Posted in: Information security, Latest News & Views
There are a lot of steps many organizations could be taking to prevent costly data breaches.
The bad news in a recent report from the Ponemon Institute: Data breaches are expensive, and everyone’s a target.
The survey involved 471 organizations that had suffered at least one data breach in the past two years. Those respondents were organizations in all major industries, and the study included companies of many different sizes.
And the impact of those incidents went far beyond just the IT costs of investigating and mitigating the attacks.
For example, 76% of the survey respondents said they have or are likely to lose customers or business partners because of a breach. In addition, 75% cite negative public opinion and media reports, while 66% said there were serious, direct financial consequences after their data breach.
But the good news: There are some simple many organizations could to prevent a number of those breaches.
Here are some of the steps many businesses aren’t taking, according to Ponemon:
1. Verifying mobile devices
As more organizations adopt BYOD programs, employees’ personal devices are starting to present a significant risk to company data. One step many experts recommend to reduce the risk is to write a BYOD policy listing what security features must be present in order for a device to be used, and then verify that those options are activated.
However, many companies aren’t doing that, according to the Ponemon survey. While 78% of the organizations surveyed allow personal devices at work, 61% said they don’t require those devices to be tested to make sure their security is up to par.

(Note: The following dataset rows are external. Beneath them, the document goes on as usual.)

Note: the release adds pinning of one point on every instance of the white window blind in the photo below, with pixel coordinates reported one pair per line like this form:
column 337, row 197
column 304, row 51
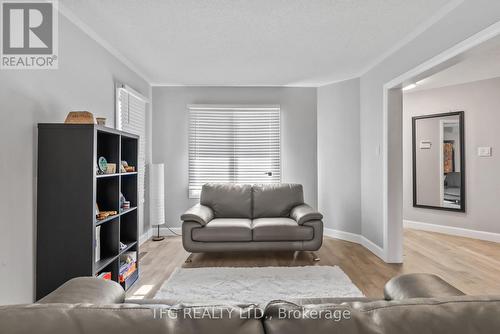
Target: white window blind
column 240, row 144
column 131, row 117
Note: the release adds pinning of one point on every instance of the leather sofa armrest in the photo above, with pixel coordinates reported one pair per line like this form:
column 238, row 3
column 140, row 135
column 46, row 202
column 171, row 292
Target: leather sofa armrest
column 304, row 213
column 86, row 290
column 198, row 213
column 419, row 286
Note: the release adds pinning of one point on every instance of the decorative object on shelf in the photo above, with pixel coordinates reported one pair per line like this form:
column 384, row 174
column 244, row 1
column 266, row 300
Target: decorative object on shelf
column 157, row 197
column 80, row 117
column 128, row 267
column 105, row 214
column 97, row 245
column 122, row 199
column 102, row 163
column 105, row 275
column 111, row 169
column 125, row 168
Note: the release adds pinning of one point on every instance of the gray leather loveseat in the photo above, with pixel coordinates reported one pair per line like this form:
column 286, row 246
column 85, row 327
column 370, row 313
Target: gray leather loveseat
column 243, row 217
column 415, row 304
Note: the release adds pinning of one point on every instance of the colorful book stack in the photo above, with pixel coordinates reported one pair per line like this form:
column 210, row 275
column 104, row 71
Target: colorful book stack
column 105, row 275
column 128, row 265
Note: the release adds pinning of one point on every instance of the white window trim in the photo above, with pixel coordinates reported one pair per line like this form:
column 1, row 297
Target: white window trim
column 196, row 194
column 131, row 91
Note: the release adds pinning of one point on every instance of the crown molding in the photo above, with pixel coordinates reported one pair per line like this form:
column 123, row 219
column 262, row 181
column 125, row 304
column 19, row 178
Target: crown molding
column 66, row 12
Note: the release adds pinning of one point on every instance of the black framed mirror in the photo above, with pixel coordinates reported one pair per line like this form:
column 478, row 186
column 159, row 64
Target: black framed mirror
column 439, row 161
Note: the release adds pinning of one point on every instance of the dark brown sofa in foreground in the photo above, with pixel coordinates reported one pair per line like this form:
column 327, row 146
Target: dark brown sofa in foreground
column 415, row 304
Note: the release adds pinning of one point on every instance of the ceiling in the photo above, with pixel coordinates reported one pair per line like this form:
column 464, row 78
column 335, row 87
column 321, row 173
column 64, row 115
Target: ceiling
column 479, row 63
column 252, row 42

2. Restricting employees’ access to data
Many IT security incidents are caused by the company’s end users — either because malicious insiders intentionally steal data, or because they accidentally install malware, fall for phishing scams or otherwise let external attackers on to the network.
That’s why it’s important for IT to limit the access employees have to only the information and systems they need for their jobs. However, just 44% of the survey respondents said their organization is effective at doing so.
3. Investigating third parties
Especially as cloud computing becomes more common, companies are putting a lot of sensitive data in the hands of third-party providers. That can cause big problems if an organization’s data is stolen because of a breach at a third party.
Unfortunately, many organizations don’t do enough to make sure they only hand over information to businesses that will keep it secure. Just 54% of survey respondents said they thoroughly vet third parties before doing business with them.